Modalités de conservations

Factures au format papier

6 ans

Forme et contenu originels (pas de dématérialisation possible) et conservation de la piste d'audit fiable

Factures électroniques

6 ans

Support informatique pendant le délai de reprise

Au delà du délai de reprise, sur tout support pendant les trois années suivantes (ainsi que la piste d'audit fiable ou le certificat électronique et la signature en cas de recours à la signature électronique qualifiée ou le fichier des partenaires et la liste récapitulative séquentielle en cas de recours à l'EDI)

 

Lieu de stockage

Les factures émises ainsi que toutes les factures doivent être stockées sur le territoire français, lorsque ce stockage n'est pas effectué par voie électronique garantissant un accès immédiat, complet et en ligne aux données concernées.

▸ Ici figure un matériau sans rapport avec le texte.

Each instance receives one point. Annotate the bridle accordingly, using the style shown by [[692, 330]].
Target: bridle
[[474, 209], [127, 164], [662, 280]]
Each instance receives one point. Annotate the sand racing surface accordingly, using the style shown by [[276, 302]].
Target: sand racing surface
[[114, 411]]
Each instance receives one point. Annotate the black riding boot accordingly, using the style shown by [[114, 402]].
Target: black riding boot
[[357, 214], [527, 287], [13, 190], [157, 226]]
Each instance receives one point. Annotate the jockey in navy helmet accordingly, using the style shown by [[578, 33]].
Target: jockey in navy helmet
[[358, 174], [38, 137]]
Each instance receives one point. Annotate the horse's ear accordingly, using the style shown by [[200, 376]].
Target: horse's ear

Les factures doivent être stockées sous la forme originelle, papier ou électronique, sous laquelle elles ont été transmises

Les assujettis ne peuvent stocker les factures transmises par voie électronique dans un pays non lié à la France par une convention prévoyant une assistance mutuelle ou n'offrant pas un droit d'accès en ligne immédiat, de téléchargement et d'utilisation de l'ensemble des données concernées.

Sanctions applicables

En vertu des dispositions de l’article 1737 du code général des impôts, le non-respect des règles de facturation susmentionnées est sanctionné par une amende dont le montant varie en fonction de l’infraction commise.

Toute omission ou inexactitude constatée dans les factures donnent lieu à l’application d’une amende de 15 euros par mention et par facture.

Le montant total des amendes dues au titre de chaque facture ne peut toutefois pas excéder le quart du montant qui y est ou aurait dû y être mentionné (aucune pénalité n’est donc applicable pour les factures dont le montant hors taxe est inférieur à 60 euros).